South Dade Arts Center Bidding Due By Late Spring
Written by Catherine Lackner on January 2, 2003
By Catherine Lackner
County officials "are making good and steady progress" on an arts center for South Dade, said Michael Spring, director of the Miami-Dade Cultural Affairs Department.
The bid package for construction "is not yet ready to go out" but should be by late spring, he said. He declined to discuss specifics until then.
"We’re continuing on the final phase of construction drawings, which is the most important thing right now." The drawings should be completed by early March, Mr. Spring said.
"Coordinating the technical work to make sure we have a good set of working drawings is our priority at this point," he said. "The project is coming along well and we’re excited about it."
Construction is to begin later this year and completion is expected in late 2005.
A grant from the Knight Foundation, funding from Miami-Dade County and $250,000 from the Safe Neighborhoods Parks Bond allocation will finance the total $33 million project cost. Construction costs are pegged at $26 million.
The Miami-Dade County Commission expressed its intent to fund a performing arts center in southern Miami-Dade in July 1993, but Mr. Spring said his department’s interest predates that.
"This is something the community in South Dade has wanted since before Hurricane Andrew," he said. "Our department did a community-wide survey which showed widespread support for the project. We went after the money."
The county paid $1 million for 6.5 acres on Southwest 211th Street, next to the South Miami-Dade Government Center and across from Cutler Ridge Mall. The area is well served by access to US 1, the Florida Turnpike and public transportation.
The new arts center "will be part of the complex of government buildings which includes a regional library and fire and police stations, so the idea that we had was that it would lend itself to a cultural village theme," Mr. Spring said.
One large building will contain a 1,000-seat theater, office space and dressing rooms, while an "activities" building, separate but connected by walkways, will house rehearsal spaces, classrooms and meeting spaces.
The center will have "virtually everything you would want," from the orchestra pit to the big stage, Mr. Spring said. "It’ll be a very sophisticated space" that will lend itself to many performing arts venues, from live theater to ballet to symphony concerts.
The architect is Arquitectonica, a firm known for its unusual use of space and form.
"It’s a wonderful project and the design is truly exciting," Mr. Spring said. "It’s a facility for a community that hasn’t had a cultural facility at all."

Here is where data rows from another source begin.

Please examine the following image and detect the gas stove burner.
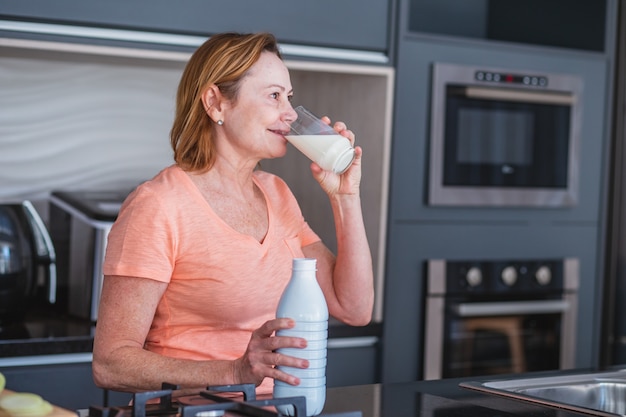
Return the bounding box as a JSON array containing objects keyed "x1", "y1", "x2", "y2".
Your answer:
[{"x1": 88, "y1": 383, "x2": 361, "y2": 417}]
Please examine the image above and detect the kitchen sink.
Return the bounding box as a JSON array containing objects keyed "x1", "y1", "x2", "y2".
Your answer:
[{"x1": 460, "y1": 369, "x2": 626, "y2": 417}]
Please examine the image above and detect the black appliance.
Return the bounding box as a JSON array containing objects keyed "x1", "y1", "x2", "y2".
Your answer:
[
  {"x1": 0, "y1": 201, "x2": 56, "y2": 325},
  {"x1": 422, "y1": 258, "x2": 579, "y2": 380},
  {"x1": 87, "y1": 383, "x2": 361, "y2": 417},
  {"x1": 428, "y1": 62, "x2": 583, "y2": 207},
  {"x1": 49, "y1": 190, "x2": 130, "y2": 322}
]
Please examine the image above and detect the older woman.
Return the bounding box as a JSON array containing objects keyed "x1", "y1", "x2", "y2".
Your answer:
[{"x1": 92, "y1": 32, "x2": 374, "y2": 395}]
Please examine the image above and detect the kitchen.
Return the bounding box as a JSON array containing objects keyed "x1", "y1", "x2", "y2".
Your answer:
[{"x1": 1, "y1": 0, "x2": 625, "y2": 416}]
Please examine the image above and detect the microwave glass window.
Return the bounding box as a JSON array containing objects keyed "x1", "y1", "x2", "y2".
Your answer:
[
  {"x1": 457, "y1": 108, "x2": 534, "y2": 165},
  {"x1": 443, "y1": 90, "x2": 571, "y2": 188}
]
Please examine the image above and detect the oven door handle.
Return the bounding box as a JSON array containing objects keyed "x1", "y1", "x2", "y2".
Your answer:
[
  {"x1": 462, "y1": 86, "x2": 576, "y2": 105},
  {"x1": 452, "y1": 300, "x2": 570, "y2": 317}
]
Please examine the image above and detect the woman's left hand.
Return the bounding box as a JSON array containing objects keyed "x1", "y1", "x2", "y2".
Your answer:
[{"x1": 310, "y1": 118, "x2": 362, "y2": 196}]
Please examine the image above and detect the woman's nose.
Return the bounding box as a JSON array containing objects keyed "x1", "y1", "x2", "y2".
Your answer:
[{"x1": 284, "y1": 105, "x2": 298, "y2": 124}]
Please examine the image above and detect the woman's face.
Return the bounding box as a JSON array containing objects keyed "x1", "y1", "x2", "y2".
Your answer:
[{"x1": 219, "y1": 51, "x2": 298, "y2": 161}]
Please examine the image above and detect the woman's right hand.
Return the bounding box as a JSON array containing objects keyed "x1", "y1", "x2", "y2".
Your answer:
[{"x1": 233, "y1": 318, "x2": 308, "y2": 386}]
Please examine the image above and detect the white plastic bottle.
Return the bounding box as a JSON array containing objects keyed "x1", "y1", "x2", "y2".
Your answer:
[{"x1": 274, "y1": 258, "x2": 328, "y2": 416}]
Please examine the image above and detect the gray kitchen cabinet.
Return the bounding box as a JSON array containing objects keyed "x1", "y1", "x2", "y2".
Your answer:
[
  {"x1": 380, "y1": 0, "x2": 616, "y2": 385},
  {"x1": 0, "y1": 361, "x2": 102, "y2": 411},
  {"x1": 327, "y1": 340, "x2": 379, "y2": 387},
  {"x1": 0, "y1": 0, "x2": 391, "y2": 55},
  {"x1": 407, "y1": 0, "x2": 607, "y2": 52}
]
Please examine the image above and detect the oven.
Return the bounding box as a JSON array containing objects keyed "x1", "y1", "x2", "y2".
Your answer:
[
  {"x1": 422, "y1": 258, "x2": 578, "y2": 380},
  {"x1": 428, "y1": 62, "x2": 583, "y2": 207}
]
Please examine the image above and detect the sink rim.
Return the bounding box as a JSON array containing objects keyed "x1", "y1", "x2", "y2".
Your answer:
[{"x1": 460, "y1": 370, "x2": 626, "y2": 417}]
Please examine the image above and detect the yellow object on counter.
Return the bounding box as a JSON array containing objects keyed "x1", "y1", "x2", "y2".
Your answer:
[
  {"x1": 0, "y1": 393, "x2": 53, "y2": 417},
  {"x1": 0, "y1": 390, "x2": 75, "y2": 417}
]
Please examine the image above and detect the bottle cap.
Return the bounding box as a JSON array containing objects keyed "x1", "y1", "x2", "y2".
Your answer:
[{"x1": 292, "y1": 258, "x2": 317, "y2": 270}]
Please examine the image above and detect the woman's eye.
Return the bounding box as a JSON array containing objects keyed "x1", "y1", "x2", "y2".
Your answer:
[
  {"x1": 270, "y1": 92, "x2": 279, "y2": 100},
  {"x1": 287, "y1": 95, "x2": 293, "y2": 102}
]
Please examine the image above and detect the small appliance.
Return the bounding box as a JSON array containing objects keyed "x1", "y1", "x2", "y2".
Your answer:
[
  {"x1": 428, "y1": 62, "x2": 583, "y2": 207},
  {"x1": 0, "y1": 201, "x2": 56, "y2": 325},
  {"x1": 49, "y1": 190, "x2": 130, "y2": 322}
]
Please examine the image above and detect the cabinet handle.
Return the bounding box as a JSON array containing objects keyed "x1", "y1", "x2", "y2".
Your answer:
[
  {"x1": 453, "y1": 300, "x2": 570, "y2": 317},
  {"x1": 327, "y1": 336, "x2": 378, "y2": 349},
  {"x1": 463, "y1": 86, "x2": 575, "y2": 105}
]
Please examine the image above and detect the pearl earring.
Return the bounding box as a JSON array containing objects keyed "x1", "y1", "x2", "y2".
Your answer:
[{"x1": 217, "y1": 119, "x2": 224, "y2": 126}]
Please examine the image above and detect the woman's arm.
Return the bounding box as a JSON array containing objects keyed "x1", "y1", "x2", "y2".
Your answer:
[
  {"x1": 93, "y1": 275, "x2": 306, "y2": 392},
  {"x1": 302, "y1": 194, "x2": 374, "y2": 326},
  {"x1": 304, "y1": 130, "x2": 375, "y2": 326}
]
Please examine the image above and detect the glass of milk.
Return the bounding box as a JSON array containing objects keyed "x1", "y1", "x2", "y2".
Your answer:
[{"x1": 286, "y1": 106, "x2": 355, "y2": 174}]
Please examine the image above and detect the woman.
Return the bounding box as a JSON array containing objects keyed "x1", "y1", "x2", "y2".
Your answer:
[{"x1": 92, "y1": 32, "x2": 374, "y2": 395}]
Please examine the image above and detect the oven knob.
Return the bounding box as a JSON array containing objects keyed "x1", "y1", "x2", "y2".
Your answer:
[
  {"x1": 501, "y1": 266, "x2": 518, "y2": 286},
  {"x1": 535, "y1": 266, "x2": 552, "y2": 285},
  {"x1": 466, "y1": 267, "x2": 482, "y2": 287}
]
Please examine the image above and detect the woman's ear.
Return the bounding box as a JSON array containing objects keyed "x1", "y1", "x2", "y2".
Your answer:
[{"x1": 201, "y1": 84, "x2": 224, "y2": 123}]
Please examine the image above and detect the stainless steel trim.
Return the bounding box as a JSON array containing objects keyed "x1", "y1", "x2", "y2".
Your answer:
[
  {"x1": 463, "y1": 86, "x2": 575, "y2": 105},
  {"x1": 0, "y1": 20, "x2": 389, "y2": 64},
  {"x1": 423, "y1": 296, "x2": 445, "y2": 380},
  {"x1": 0, "y1": 353, "x2": 93, "y2": 367},
  {"x1": 22, "y1": 200, "x2": 57, "y2": 304},
  {"x1": 327, "y1": 336, "x2": 378, "y2": 349},
  {"x1": 49, "y1": 195, "x2": 115, "y2": 231},
  {"x1": 561, "y1": 258, "x2": 579, "y2": 369},
  {"x1": 91, "y1": 226, "x2": 112, "y2": 322},
  {"x1": 428, "y1": 62, "x2": 583, "y2": 207},
  {"x1": 426, "y1": 259, "x2": 447, "y2": 295},
  {"x1": 564, "y1": 257, "x2": 581, "y2": 291},
  {"x1": 452, "y1": 300, "x2": 571, "y2": 317}
]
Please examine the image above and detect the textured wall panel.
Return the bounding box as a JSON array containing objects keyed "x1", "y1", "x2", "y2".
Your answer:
[{"x1": 0, "y1": 47, "x2": 184, "y2": 203}]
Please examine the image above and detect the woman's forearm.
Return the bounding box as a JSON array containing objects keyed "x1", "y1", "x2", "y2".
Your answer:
[
  {"x1": 327, "y1": 193, "x2": 374, "y2": 325},
  {"x1": 92, "y1": 346, "x2": 236, "y2": 392}
]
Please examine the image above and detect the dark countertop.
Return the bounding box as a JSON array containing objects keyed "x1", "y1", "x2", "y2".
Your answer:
[
  {"x1": 323, "y1": 370, "x2": 598, "y2": 417},
  {"x1": 0, "y1": 310, "x2": 94, "y2": 358}
]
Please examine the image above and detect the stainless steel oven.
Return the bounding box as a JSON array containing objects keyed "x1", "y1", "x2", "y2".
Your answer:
[
  {"x1": 428, "y1": 62, "x2": 583, "y2": 207},
  {"x1": 422, "y1": 258, "x2": 578, "y2": 380}
]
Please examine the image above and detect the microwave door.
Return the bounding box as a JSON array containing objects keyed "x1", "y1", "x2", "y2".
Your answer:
[
  {"x1": 431, "y1": 85, "x2": 575, "y2": 206},
  {"x1": 428, "y1": 63, "x2": 582, "y2": 207}
]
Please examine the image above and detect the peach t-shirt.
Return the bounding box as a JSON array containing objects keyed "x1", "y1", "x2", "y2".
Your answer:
[{"x1": 103, "y1": 165, "x2": 320, "y2": 392}]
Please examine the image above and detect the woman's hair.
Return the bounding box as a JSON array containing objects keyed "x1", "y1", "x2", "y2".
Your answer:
[{"x1": 170, "y1": 32, "x2": 282, "y2": 172}]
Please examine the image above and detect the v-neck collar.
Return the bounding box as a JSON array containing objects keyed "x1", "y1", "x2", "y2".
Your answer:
[{"x1": 180, "y1": 166, "x2": 272, "y2": 247}]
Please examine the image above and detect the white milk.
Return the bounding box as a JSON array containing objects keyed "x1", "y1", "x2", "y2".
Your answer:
[{"x1": 285, "y1": 134, "x2": 355, "y2": 174}]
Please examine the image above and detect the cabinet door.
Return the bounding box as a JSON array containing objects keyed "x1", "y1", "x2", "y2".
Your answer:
[
  {"x1": 327, "y1": 342, "x2": 379, "y2": 387},
  {"x1": 0, "y1": 362, "x2": 102, "y2": 410},
  {"x1": 0, "y1": 0, "x2": 390, "y2": 52}
]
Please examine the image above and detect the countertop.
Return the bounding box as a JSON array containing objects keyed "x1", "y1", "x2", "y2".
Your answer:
[
  {"x1": 0, "y1": 310, "x2": 94, "y2": 359},
  {"x1": 323, "y1": 370, "x2": 597, "y2": 417}
]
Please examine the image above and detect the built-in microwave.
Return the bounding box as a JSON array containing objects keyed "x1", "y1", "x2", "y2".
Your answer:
[{"x1": 428, "y1": 62, "x2": 583, "y2": 207}]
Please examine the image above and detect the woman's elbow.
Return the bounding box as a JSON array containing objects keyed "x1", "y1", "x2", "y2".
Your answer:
[
  {"x1": 92, "y1": 354, "x2": 118, "y2": 390},
  {"x1": 340, "y1": 306, "x2": 373, "y2": 327}
]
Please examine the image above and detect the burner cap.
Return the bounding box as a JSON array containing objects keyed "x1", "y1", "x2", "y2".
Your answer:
[{"x1": 194, "y1": 411, "x2": 225, "y2": 417}]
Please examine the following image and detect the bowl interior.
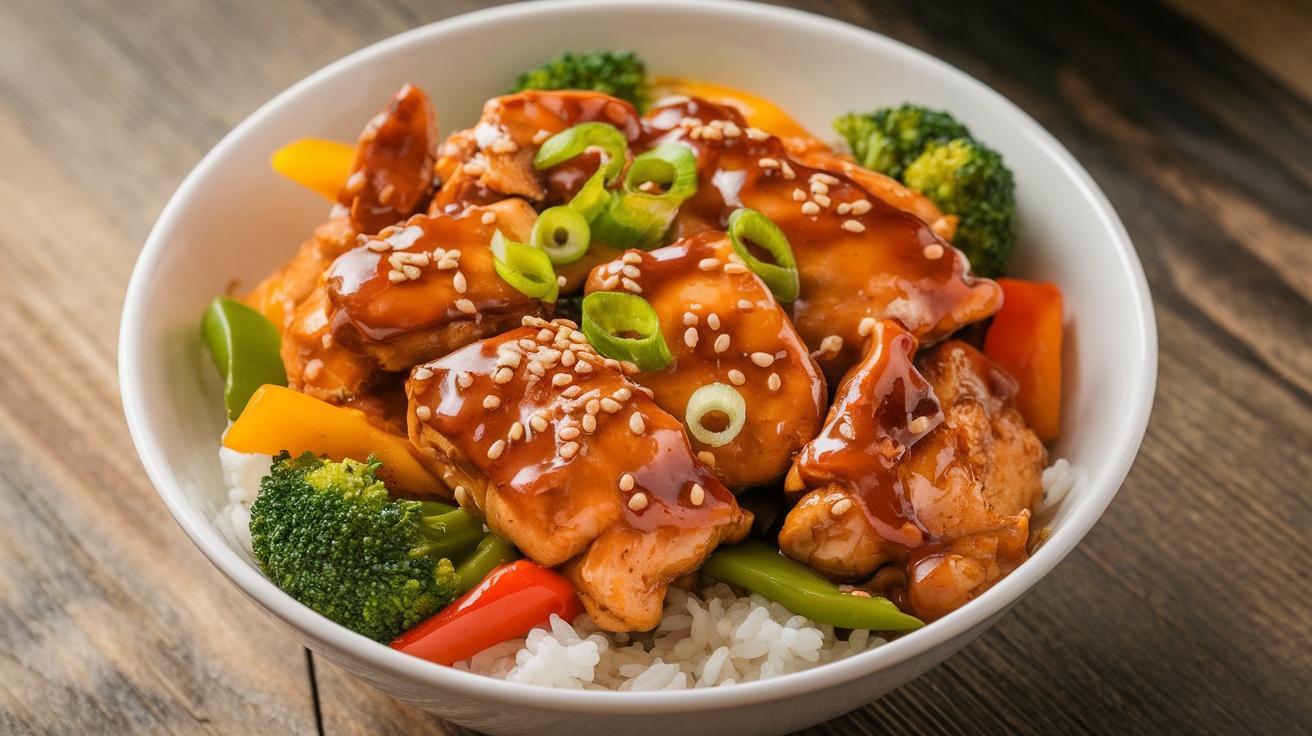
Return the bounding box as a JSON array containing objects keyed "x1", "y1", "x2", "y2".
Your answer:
[{"x1": 120, "y1": 0, "x2": 1155, "y2": 724}]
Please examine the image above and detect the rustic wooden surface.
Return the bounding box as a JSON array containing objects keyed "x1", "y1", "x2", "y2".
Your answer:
[{"x1": 1, "y1": 0, "x2": 1309, "y2": 733}]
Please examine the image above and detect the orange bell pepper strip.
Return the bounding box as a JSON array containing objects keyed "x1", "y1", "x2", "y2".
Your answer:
[
  {"x1": 983, "y1": 278, "x2": 1064, "y2": 442},
  {"x1": 222, "y1": 384, "x2": 447, "y2": 498},
  {"x1": 650, "y1": 76, "x2": 817, "y2": 142},
  {"x1": 270, "y1": 138, "x2": 356, "y2": 201},
  {"x1": 391, "y1": 560, "x2": 584, "y2": 666}
]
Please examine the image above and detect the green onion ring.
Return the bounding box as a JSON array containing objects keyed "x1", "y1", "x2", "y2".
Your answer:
[
  {"x1": 567, "y1": 166, "x2": 612, "y2": 222},
  {"x1": 684, "y1": 383, "x2": 747, "y2": 447},
  {"x1": 490, "y1": 230, "x2": 559, "y2": 303},
  {"x1": 530, "y1": 206, "x2": 591, "y2": 265},
  {"x1": 591, "y1": 144, "x2": 699, "y2": 250},
  {"x1": 727, "y1": 208, "x2": 800, "y2": 302},
  {"x1": 532, "y1": 122, "x2": 628, "y2": 185},
  {"x1": 580, "y1": 291, "x2": 673, "y2": 371}
]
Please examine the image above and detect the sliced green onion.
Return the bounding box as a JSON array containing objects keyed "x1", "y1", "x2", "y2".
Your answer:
[
  {"x1": 490, "y1": 230, "x2": 559, "y2": 303},
  {"x1": 533, "y1": 122, "x2": 627, "y2": 185},
  {"x1": 591, "y1": 144, "x2": 699, "y2": 250},
  {"x1": 567, "y1": 166, "x2": 612, "y2": 222},
  {"x1": 685, "y1": 382, "x2": 746, "y2": 447},
  {"x1": 580, "y1": 291, "x2": 672, "y2": 371},
  {"x1": 727, "y1": 208, "x2": 800, "y2": 302},
  {"x1": 530, "y1": 206, "x2": 591, "y2": 265}
]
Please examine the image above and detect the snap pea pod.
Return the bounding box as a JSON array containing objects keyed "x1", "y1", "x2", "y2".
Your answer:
[
  {"x1": 701, "y1": 540, "x2": 924, "y2": 631},
  {"x1": 201, "y1": 296, "x2": 287, "y2": 420},
  {"x1": 455, "y1": 533, "x2": 523, "y2": 594}
]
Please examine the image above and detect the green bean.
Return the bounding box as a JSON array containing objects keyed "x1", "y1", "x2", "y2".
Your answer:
[
  {"x1": 701, "y1": 540, "x2": 923, "y2": 631},
  {"x1": 455, "y1": 533, "x2": 522, "y2": 594}
]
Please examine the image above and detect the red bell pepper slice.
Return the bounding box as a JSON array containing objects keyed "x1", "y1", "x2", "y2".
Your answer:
[
  {"x1": 390, "y1": 560, "x2": 584, "y2": 666},
  {"x1": 983, "y1": 278, "x2": 1064, "y2": 442}
]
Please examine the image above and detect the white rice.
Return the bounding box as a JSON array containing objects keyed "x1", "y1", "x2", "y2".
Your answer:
[
  {"x1": 453, "y1": 584, "x2": 885, "y2": 690},
  {"x1": 218, "y1": 447, "x2": 1077, "y2": 689}
]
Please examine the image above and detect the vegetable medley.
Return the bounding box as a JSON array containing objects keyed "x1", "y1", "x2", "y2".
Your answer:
[{"x1": 204, "y1": 50, "x2": 1065, "y2": 662}]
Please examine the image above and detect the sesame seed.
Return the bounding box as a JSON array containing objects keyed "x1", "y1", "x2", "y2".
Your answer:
[
  {"x1": 536, "y1": 329, "x2": 554, "y2": 342},
  {"x1": 463, "y1": 161, "x2": 485, "y2": 176},
  {"x1": 387, "y1": 270, "x2": 408, "y2": 283},
  {"x1": 850, "y1": 199, "x2": 872, "y2": 214},
  {"x1": 637, "y1": 386, "x2": 655, "y2": 398},
  {"x1": 714, "y1": 334, "x2": 731, "y2": 353},
  {"x1": 909, "y1": 416, "x2": 931, "y2": 434},
  {"x1": 689, "y1": 483, "x2": 705, "y2": 506},
  {"x1": 737, "y1": 299, "x2": 753, "y2": 310},
  {"x1": 621, "y1": 277, "x2": 643, "y2": 293},
  {"x1": 620, "y1": 361, "x2": 640, "y2": 375},
  {"x1": 746, "y1": 127, "x2": 770, "y2": 141},
  {"x1": 457, "y1": 372, "x2": 473, "y2": 388},
  {"x1": 812, "y1": 172, "x2": 840, "y2": 186},
  {"x1": 768, "y1": 373, "x2": 782, "y2": 392},
  {"x1": 481, "y1": 211, "x2": 497, "y2": 225},
  {"x1": 586, "y1": 399, "x2": 600, "y2": 415},
  {"x1": 697, "y1": 451, "x2": 716, "y2": 467},
  {"x1": 437, "y1": 258, "x2": 459, "y2": 270},
  {"x1": 557, "y1": 275, "x2": 567, "y2": 287},
  {"x1": 629, "y1": 413, "x2": 646, "y2": 434},
  {"x1": 574, "y1": 360, "x2": 594, "y2": 374},
  {"x1": 530, "y1": 414, "x2": 549, "y2": 432},
  {"x1": 850, "y1": 590, "x2": 873, "y2": 598},
  {"x1": 560, "y1": 441, "x2": 580, "y2": 460},
  {"x1": 532, "y1": 129, "x2": 552, "y2": 144},
  {"x1": 723, "y1": 263, "x2": 749, "y2": 275},
  {"x1": 750, "y1": 352, "x2": 775, "y2": 367},
  {"x1": 628, "y1": 492, "x2": 649, "y2": 511},
  {"x1": 415, "y1": 405, "x2": 432, "y2": 421},
  {"x1": 455, "y1": 298, "x2": 477, "y2": 314},
  {"x1": 780, "y1": 161, "x2": 796, "y2": 179},
  {"x1": 497, "y1": 352, "x2": 522, "y2": 369},
  {"x1": 684, "y1": 328, "x2": 699, "y2": 348},
  {"x1": 452, "y1": 271, "x2": 468, "y2": 293},
  {"x1": 561, "y1": 385, "x2": 582, "y2": 398},
  {"x1": 413, "y1": 366, "x2": 433, "y2": 380},
  {"x1": 841, "y1": 219, "x2": 865, "y2": 233},
  {"x1": 836, "y1": 202, "x2": 852, "y2": 215},
  {"x1": 801, "y1": 201, "x2": 820, "y2": 215},
  {"x1": 519, "y1": 338, "x2": 538, "y2": 350},
  {"x1": 581, "y1": 414, "x2": 597, "y2": 433},
  {"x1": 821, "y1": 335, "x2": 844, "y2": 354},
  {"x1": 923, "y1": 243, "x2": 945, "y2": 259},
  {"x1": 601, "y1": 275, "x2": 620, "y2": 290},
  {"x1": 400, "y1": 264, "x2": 421, "y2": 280},
  {"x1": 831, "y1": 498, "x2": 853, "y2": 516},
  {"x1": 509, "y1": 422, "x2": 524, "y2": 441},
  {"x1": 454, "y1": 484, "x2": 469, "y2": 507},
  {"x1": 707, "y1": 313, "x2": 721, "y2": 330},
  {"x1": 482, "y1": 395, "x2": 501, "y2": 410},
  {"x1": 839, "y1": 421, "x2": 855, "y2": 440},
  {"x1": 698, "y1": 258, "x2": 721, "y2": 271},
  {"x1": 813, "y1": 193, "x2": 832, "y2": 208},
  {"x1": 858, "y1": 317, "x2": 878, "y2": 337},
  {"x1": 560, "y1": 350, "x2": 576, "y2": 367},
  {"x1": 487, "y1": 439, "x2": 506, "y2": 460},
  {"x1": 613, "y1": 387, "x2": 632, "y2": 401},
  {"x1": 559, "y1": 425, "x2": 581, "y2": 441},
  {"x1": 552, "y1": 373, "x2": 573, "y2": 387},
  {"x1": 727, "y1": 369, "x2": 746, "y2": 386},
  {"x1": 758, "y1": 157, "x2": 780, "y2": 169},
  {"x1": 792, "y1": 188, "x2": 807, "y2": 202},
  {"x1": 622, "y1": 265, "x2": 641, "y2": 279},
  {"x1": 683, "y1": 312, "x2": 699, "y2": 326},
  {"x1": 600, "y1": 398, "x2": 622, "y2": 413},
  {"x1": 810, "y1": 180, "x2": 829, "y2": 196},
  {"x1": 619, "y1": 473, "x2": 635, "y2": 491},
  {"x1": 526, "y1": 361, "x2": 545, "y2": 376},
  {"x1": 622, "y1": 252, "x2": 642, "y2": 265}
]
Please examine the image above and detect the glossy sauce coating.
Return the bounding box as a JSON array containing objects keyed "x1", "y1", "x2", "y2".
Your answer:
[
  {"x1": 584, "y1": 231, "x2": 826, "y2": 490},
  {"x1": 638, "y1": 98, "x2": 1002, "y2": 383},
  {"x1": 338, "y1": 83, "x2": 440, "y2": 235},
  {"x1": 407, "y1": 319, "x2": 750, "y2": 630}
]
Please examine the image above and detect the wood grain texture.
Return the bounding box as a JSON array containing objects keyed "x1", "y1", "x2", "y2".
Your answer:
[{"x1": 0, "y1": 0, "x2": 1308, "y2": 734}]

While downtown Miami has the Gusman Center, Miami Beach has the Colony Theater, North Dade has the Caleb Auditorium and Little Havana has the Manuel Artime Theater, "the folks in far South Dade have not had anything," Mr. Spring said last year. "This center will bring south Miami-Dade into the 21st century."
Now that the center is drawing closer to being a reality, "We have an absolutely amazing design and the building the community really dreamed about," Mr. Spring said.
"There was a standing-room-only crowd and the response was overwhelmingly positive," at a town hall meeting last summer, Mr. Spring said. "I had a person come up to me tears in their eyes, thanking us for doing this is the community in the aftermath of Hurricane Andrew."
Arquitectonica "is an exciting, adventurous firm and most people perceive this as a conservative community," he said. "The building meets all needs of their needs and does all the great thing we promised the community it would."
He praised county commissioners. "This could not have happened without the mayor and county commissioners [Dennis] Moss and [Katy] Sorensen, who represent this district. They attended every town meeting and even some of the design meetings and were very supportive without interfering. They have been great with us."